As the fight against Islamic State rages on, Russia has accused Turkish president Recep Tayyip Erdogan of profiting from ISIS oil sales.

According to NBC News, Russia’s Deputy Defense Minister Anatoly Antonov told journalists in Moscow that Erdogan and his family are directly benefiting from Islamic State’s illegal oil trading.

“Turkey resells this oil. The appalling part about it is that the country’s top political leadership is involved in the illegal business — President Erdogan and his family,” Antonov said.

While Russian officials have made these accusations before, they have not provided evidence of Erdogan’s alleged involvement with ISIS oil sales.

Erdogan called the accusations “slander” and said he would step down if they were proven to be true, Reuters said.

The Russian minister also mentioned Erdogan’s son, Bilal Erdogan, a shareholder in marine transportation firm BMZ Group Denizcilik ve İnşaat Sanayi Anonim Şirketi.

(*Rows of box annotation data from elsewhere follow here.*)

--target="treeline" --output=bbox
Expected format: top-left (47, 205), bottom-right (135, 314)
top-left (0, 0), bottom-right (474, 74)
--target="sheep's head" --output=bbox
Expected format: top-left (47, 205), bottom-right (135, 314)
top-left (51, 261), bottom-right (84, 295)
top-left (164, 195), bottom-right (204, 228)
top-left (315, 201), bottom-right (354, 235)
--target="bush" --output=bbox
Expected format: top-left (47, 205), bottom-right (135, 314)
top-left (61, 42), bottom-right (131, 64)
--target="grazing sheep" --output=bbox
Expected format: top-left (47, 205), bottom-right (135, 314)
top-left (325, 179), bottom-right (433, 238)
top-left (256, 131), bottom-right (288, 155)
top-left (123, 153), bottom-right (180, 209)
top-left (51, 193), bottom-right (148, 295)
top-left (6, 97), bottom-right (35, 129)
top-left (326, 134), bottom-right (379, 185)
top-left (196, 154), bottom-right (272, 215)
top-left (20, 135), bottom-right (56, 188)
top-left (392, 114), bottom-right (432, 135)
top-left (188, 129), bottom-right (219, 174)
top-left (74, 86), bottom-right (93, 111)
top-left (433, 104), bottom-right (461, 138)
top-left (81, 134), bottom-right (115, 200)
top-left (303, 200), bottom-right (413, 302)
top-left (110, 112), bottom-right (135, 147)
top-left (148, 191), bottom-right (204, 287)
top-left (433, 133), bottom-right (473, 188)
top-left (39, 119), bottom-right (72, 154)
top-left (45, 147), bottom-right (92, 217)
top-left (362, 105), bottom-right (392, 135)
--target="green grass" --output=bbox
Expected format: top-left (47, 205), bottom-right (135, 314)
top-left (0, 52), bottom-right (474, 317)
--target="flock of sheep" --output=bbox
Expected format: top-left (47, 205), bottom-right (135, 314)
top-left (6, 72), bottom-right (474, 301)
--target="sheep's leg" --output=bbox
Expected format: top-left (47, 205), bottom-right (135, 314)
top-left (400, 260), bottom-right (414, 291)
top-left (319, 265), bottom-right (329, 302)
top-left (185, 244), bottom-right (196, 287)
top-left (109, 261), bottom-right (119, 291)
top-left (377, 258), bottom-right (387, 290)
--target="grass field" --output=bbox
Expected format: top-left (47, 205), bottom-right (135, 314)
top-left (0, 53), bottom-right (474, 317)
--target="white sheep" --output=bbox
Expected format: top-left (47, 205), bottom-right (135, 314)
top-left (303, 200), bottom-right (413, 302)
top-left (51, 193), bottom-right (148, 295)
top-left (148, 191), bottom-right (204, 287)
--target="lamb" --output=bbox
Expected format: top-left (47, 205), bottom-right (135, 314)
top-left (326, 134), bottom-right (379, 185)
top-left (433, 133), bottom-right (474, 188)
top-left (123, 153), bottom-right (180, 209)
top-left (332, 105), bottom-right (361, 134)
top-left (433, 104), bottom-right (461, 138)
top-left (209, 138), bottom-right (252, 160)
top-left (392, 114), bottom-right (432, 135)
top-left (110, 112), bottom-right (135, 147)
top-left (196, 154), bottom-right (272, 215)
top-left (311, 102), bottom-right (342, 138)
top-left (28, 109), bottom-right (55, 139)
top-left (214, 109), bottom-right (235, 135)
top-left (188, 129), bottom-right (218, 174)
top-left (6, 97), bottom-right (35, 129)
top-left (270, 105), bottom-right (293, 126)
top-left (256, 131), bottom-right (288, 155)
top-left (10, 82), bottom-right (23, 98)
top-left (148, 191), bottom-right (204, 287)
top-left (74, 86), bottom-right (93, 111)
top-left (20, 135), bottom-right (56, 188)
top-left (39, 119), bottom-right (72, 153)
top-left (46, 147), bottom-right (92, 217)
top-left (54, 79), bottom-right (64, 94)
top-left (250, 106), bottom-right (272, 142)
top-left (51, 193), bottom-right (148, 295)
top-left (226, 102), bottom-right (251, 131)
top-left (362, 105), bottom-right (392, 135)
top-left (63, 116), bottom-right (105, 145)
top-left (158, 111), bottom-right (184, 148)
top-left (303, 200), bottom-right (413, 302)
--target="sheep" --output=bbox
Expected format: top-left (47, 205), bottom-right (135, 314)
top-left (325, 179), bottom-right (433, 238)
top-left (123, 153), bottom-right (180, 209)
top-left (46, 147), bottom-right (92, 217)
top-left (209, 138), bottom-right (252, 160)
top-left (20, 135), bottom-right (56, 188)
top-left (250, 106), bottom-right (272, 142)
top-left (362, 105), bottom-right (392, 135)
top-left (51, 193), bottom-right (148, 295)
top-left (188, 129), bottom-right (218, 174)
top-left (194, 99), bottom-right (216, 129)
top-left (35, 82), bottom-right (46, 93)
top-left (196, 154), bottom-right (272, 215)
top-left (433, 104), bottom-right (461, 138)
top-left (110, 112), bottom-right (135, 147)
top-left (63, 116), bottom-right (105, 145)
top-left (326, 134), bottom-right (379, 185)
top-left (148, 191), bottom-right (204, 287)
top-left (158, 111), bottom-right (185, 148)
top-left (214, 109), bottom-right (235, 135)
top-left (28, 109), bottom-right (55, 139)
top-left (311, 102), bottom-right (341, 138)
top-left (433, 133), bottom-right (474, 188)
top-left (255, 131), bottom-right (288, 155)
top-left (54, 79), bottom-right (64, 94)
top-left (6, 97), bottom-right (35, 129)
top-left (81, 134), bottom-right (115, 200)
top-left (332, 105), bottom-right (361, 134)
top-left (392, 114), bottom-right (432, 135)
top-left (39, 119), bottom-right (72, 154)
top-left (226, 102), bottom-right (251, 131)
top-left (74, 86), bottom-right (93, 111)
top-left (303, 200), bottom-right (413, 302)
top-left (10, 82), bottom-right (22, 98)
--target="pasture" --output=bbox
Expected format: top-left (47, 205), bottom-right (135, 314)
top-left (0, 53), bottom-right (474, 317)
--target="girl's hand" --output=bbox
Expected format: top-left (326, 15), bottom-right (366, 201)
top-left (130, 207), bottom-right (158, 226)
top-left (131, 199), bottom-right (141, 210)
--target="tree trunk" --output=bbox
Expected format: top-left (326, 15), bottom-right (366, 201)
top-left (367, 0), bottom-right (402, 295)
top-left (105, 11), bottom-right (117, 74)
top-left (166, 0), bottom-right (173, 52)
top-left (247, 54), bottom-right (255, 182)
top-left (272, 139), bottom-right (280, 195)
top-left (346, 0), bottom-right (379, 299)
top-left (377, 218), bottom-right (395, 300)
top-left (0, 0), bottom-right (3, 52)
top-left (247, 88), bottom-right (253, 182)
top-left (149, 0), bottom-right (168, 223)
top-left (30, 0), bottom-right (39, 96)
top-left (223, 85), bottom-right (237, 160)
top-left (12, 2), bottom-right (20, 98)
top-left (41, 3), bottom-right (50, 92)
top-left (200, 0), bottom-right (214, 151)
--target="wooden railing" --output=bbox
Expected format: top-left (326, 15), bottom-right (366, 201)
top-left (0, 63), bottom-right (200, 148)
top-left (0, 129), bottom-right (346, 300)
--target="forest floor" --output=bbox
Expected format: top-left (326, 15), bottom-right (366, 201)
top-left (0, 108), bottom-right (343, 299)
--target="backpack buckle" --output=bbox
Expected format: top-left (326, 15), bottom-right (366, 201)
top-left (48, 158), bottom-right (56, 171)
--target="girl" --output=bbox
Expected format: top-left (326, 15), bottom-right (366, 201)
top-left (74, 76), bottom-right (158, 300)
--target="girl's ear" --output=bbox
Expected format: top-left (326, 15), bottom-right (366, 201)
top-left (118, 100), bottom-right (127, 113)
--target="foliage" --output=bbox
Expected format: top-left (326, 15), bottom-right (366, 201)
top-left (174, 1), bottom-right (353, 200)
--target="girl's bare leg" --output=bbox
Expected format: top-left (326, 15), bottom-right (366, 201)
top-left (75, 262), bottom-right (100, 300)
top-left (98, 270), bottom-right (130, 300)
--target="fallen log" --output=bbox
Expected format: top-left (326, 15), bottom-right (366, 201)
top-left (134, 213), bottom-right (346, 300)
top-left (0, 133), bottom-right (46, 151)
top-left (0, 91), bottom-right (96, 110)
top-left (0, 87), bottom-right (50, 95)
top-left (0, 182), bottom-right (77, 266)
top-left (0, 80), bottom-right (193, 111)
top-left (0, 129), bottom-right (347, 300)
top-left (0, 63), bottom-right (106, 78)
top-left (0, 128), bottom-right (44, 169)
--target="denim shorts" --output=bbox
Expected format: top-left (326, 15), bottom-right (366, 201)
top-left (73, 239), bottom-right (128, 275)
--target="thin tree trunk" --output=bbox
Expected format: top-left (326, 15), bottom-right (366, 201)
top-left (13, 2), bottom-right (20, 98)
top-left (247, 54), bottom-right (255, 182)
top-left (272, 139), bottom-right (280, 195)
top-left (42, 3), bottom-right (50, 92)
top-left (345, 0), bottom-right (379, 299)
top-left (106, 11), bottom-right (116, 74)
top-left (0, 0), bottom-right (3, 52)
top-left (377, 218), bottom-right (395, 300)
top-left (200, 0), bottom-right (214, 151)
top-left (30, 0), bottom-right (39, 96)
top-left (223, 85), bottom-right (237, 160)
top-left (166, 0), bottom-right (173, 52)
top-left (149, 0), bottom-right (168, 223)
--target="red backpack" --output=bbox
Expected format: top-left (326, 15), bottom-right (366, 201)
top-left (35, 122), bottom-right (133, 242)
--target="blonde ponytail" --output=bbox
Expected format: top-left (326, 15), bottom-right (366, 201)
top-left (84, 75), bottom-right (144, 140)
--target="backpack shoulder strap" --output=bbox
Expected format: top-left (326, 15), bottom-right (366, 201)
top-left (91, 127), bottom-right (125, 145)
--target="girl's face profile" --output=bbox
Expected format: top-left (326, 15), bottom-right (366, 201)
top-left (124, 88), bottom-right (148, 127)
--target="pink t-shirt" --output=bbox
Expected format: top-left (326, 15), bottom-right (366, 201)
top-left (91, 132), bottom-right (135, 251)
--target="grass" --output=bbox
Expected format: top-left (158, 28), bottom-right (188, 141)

“In the West, no one has asked questions about the fact that the Turkish president’s son heads one of the biggest energy companies, or that his son-in-law has been appointed energy minister. What a marvelous family business!” Antonov said.

At the press conference, Antonov presented satellite images that he said showed oil tanker trucks at Islamic State controlled facailties in Syria and Iraq that then crossed into Turkey.

Turkey is currently a part of the U.S. led coalition fighting Islamic State in Syria and Iraq while Russia is supporting and aiding Syrian president Bashar Assad.

Low oil prices and new waves of U.S. and Russian air strikes prompted by the attacks in Paris last month are putting a dent in Islamic State oil production.

Energy Aspects chief oil analyst Amrita Sen told CNBC last month that ISIS oil production has fallen to about 40,000 barrels per day from a high of 110,000 barrels per day.

Oil production is of the ISIS’s main sources of revenues, with the group currently controlling about 60 percent of Syria’s crude production and 10 percent of Iraq’s crude production.

According to the U.S. Energy Information Administration, Syrian oil production has “essentially ceased” since ISIS began taking over the country’s oilfields in 2014.